ひき逃げをした犯人は、身内が社会的地位の高く、裏社会ともある程度のコネがきく奴だった。
下された判決は、数年程度の実刑。
その無情な現実を直面して以降、少年の中の何かが弾けた。
裁判を間近でみてきた。
犯人はしおらしく反省している様に、一般市民にはみえただろう。
いや…実際は違う。
少年は目撃したのだ…あの男の本性を。
あいつが、隠れた所で「なんでガキ一人の所為で、こんな窮屈な思いをしなきゃならねーんだ」と自らが被害者のように、弁護士に訴えていた。
隠れてその話を聞いていた少年は、爪が食い込んで血が出るほど、拳を強く握りしめた。
血液が逆流して、沸々とマグマのように煮えたぎる感覚だった。
今にも、あの犯人に殴りかかろうとするのを必死で抑えた。
実の兄弟のように育ち、可愛がっていたいとこを…人ひとりの命を軽んじるこんな下衆な輩に殺された。
その事実が、少年の中の理性を鋭い刃で切り裂いていった。
裁判の結果が、さらにそれを助長させていき…彼にある『決心』をさせたのだ。
世間があの男が引き起こした事件を忘却の彼方へ置きつつある中、少年は身体を鍛えていった。
元々、身体を動かすスポーツは好きだったため、周囲にはあまり不審がられなかった。
心にじんわりと潜む『黒い炎』を…誰にも悟らせてはならない。
肉体改造をする傍ら、あの犯人の事を徹底的に調べ上げた。
趣味や好物、好きな女のタイプや犯罪歴まで…。
調べれば調べる程、溜まっていた埃が次から次へとでてきた。
犯人が救いようのない腐った奴だという事も…。
世の中は矛盾で満ちている。
酒やタバコを一切やらないまっとうな人間が損をして、金やコネのある悪党が甘い汁を啜る。
社会は、幼くして命を奪われたいとこよりも、性根の腐った犯人を選んだ。
こんな理不尽な事…許されていいわけがない。
“ 社会的に制裁を加えられないなら、俺が手を下してやる。
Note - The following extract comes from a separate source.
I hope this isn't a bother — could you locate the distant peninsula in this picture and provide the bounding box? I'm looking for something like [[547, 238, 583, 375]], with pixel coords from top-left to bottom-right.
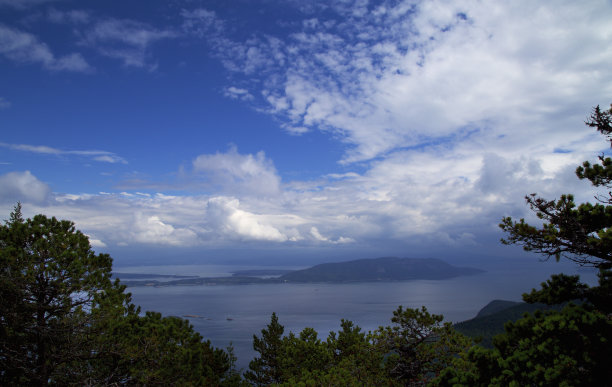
[[119, 257, 484, 286], [280, 257, 483, 282]]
”
少年は、養ってくれた家族を、友達を、帰るべき居場所を…全てを手放して悪魔にその魂を渡す覚悟をしていたのだ。
やがて、少年は18歳の青年となった。
4年後、いとこが殺されたその日に、轢き逃げ犯はシチリア島の東側にある海で水死体となって発見された。
発見時、その犯人は警官さえ吐瀉物を催してしまう程に、凄惨な遺体と化していた。
青年は、その日を境に故郷であるシチリアを出た。
人を殺した彼は、二度と表社会には戻れない。
裏社会の門をくぐるしかなかった。
青年の名前は―――リゾット・ネエロ。
後に、イタリアの最大ギャング『パッショーネ』の暗殺チームのリーダーとなる男だ。